Where do we put on the most weight?

The answer is not what you might think. It is not at home or at parties, but in the workplace. Recent figures from the Bureau of Statistics suggest that almost sixty-five percent of full-time workers put in more than forty hours per week. Over eighteen percent are doing over fifty hours. Working longer hours means having less time to plan, prepare or sit down for meals. In this environment, it is common for breakfast, lunch or dinner to be skipped, grabbed on the run or replaced with snacks.

It’s not your imagination! It’s harder to eat well and maintain a healthy weight at work than ever before. Vending machines and takeaway runs are more common place than packed lunches.  And, the well-meaning co-worker who brings in cakes or treats to keep everyone going at the eleventh hour, is not helping anyone’s waistline.

Wansink, Painter & Lee (2006) found that secretaries given chocolates in clear jars reached for a sweet treat 71% more often than those given candies in an opaque vessel. As long as the clear dish was visible, the secretary ate 77 more calories a day, which could tack on 5 extra pounds each year (Wansink 2006c). Simply hiding the jar or placing it in a less convenient location quelled temptation. Desktop jars enticed the typical secretary into eating nine chocolates a day, or an extra 225 calories; however, stashing the jar in a desk drawer lowered the daily chocolate intake to six, and moving the jar a mere 6 feet away reduced intake to just four candies per day (Painter, Wansink & Hieggelke 2002).
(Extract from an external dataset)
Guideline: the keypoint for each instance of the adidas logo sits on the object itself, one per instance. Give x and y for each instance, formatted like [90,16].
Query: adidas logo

Secretaries are not the only ones lured to the lolly jar and there are many more temptations in the workplace. Saying no to birthday cake or a celebratory slice of pizza can be difficult. Even when the cake isn’t all that appealing, we don’t want to offend anyone by not joining in. Saying no often requires justification. Making announcements about our personal health goals to our work colleagues is not always ideal and many people worry about how others will react. The nation is struggling with a near 50% obesity rate (ABS 2011), so the peer pressure in most workplaces generally sides with the birthday cake.
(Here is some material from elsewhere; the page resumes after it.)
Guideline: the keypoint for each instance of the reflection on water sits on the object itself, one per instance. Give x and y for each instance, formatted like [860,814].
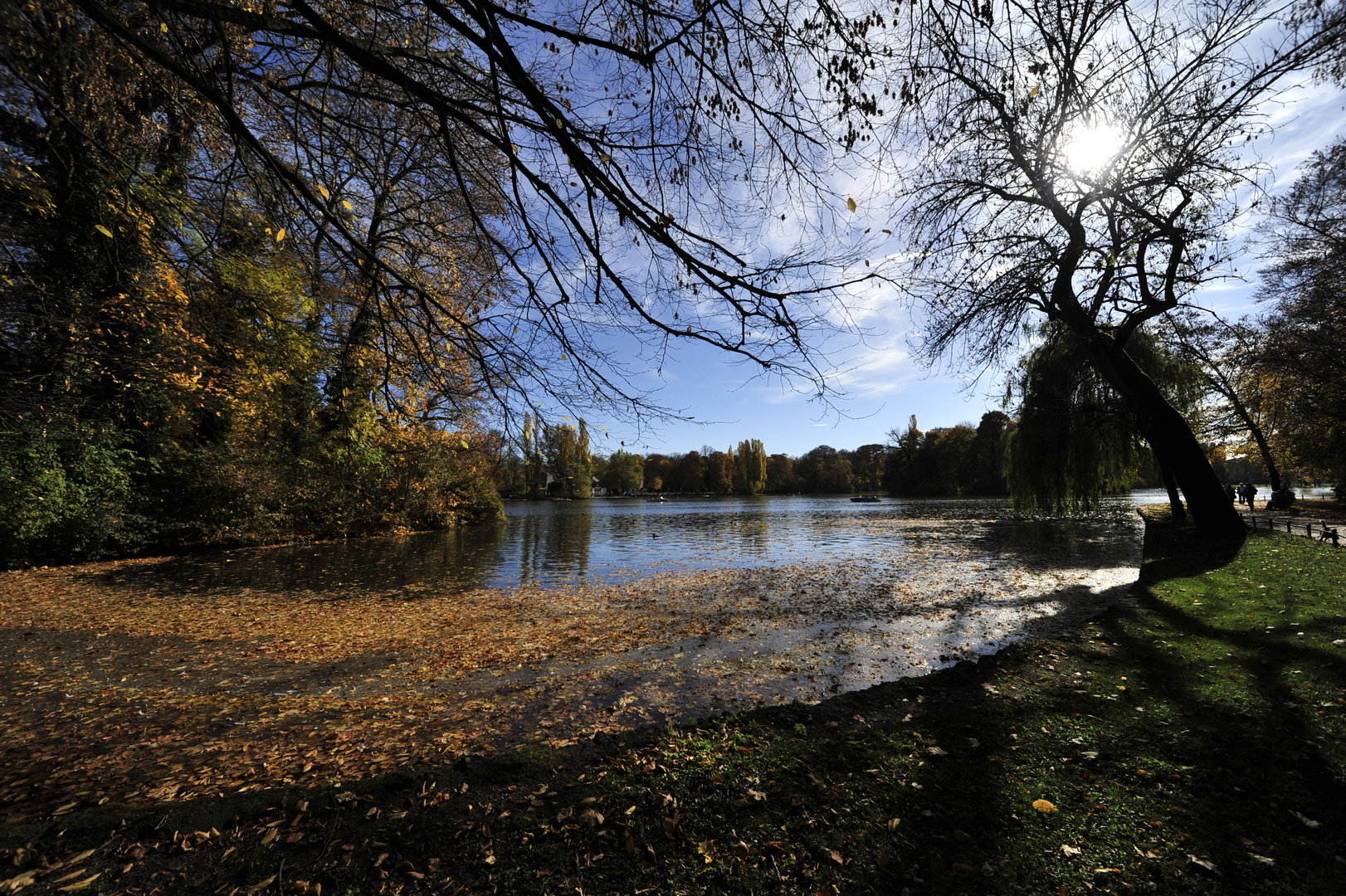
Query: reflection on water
[612,540]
For most, the fear of rejection never goes away. Not being accepted creates the same amount of worry for an adult in the work place as it does for a child at school (Research by the Society for Personality and Social Psychology 2010). When yet another birthday comes around, having a piece of cake can be part of the company culture. Saying no, can be difficult. Choosing health should be simple, but the fear of not fitting in places immense pressure on people.
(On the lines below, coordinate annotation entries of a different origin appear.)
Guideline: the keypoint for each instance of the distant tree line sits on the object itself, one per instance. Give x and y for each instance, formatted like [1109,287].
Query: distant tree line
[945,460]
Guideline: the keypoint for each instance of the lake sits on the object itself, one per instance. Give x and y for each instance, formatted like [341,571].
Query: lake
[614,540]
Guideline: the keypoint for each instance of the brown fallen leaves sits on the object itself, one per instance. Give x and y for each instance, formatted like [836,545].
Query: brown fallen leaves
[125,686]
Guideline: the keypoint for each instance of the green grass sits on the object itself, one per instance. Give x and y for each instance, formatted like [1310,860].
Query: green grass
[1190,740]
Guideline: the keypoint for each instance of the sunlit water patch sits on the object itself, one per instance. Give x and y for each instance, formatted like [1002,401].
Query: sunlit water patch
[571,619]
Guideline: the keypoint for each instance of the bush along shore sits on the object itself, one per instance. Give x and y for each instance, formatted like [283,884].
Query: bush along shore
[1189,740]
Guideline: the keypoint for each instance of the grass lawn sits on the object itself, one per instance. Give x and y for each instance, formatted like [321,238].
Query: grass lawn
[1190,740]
The workplace can also be a supportive environment. Connecting with one or two co-workers with similar health goals can make the world of difference. Even if you start doing it alone, it probably won’t take long for others to join you. People will want the energy, concentration and health that goes along with eating well. Be the example others have been waiting for.

Better health at work can come from doing a few key things consistently. Here are some examples:

 

  • Connect with those who are on a similar journey. Join an online forum or a local group of likeminded people. Be the change!
  • Give yourself permission to be different. It is okay to want change and it is okay to make change.
  • Be a positive peer by supporting others who are also trying to improve themselves.
  • Socialise and celebrate without food. It can be done.
  • Bring pre-made meals and healthy snacks to work with you. If you don’t have time to make them yourself, Slim Meals can do it for you.
  • Avoid desk dining. Take a lunch break. Give yourself time to digest and enjoy your food.
  • Promote the fruit bowl. If you have a fruit basket at work, bring it closer to your desk. If there isn’t a fruit basket, ask your HR people to provide one. A healthier workplace means better performance and less sick days. What workplace wouldn’t want that?

 

Your work place doesn’t need to be a health hazard. If you feel like health is not a priority in your office, take control of the situation. Stand up and do the right thing for yourself and your colleagues. Better health is better for everyone.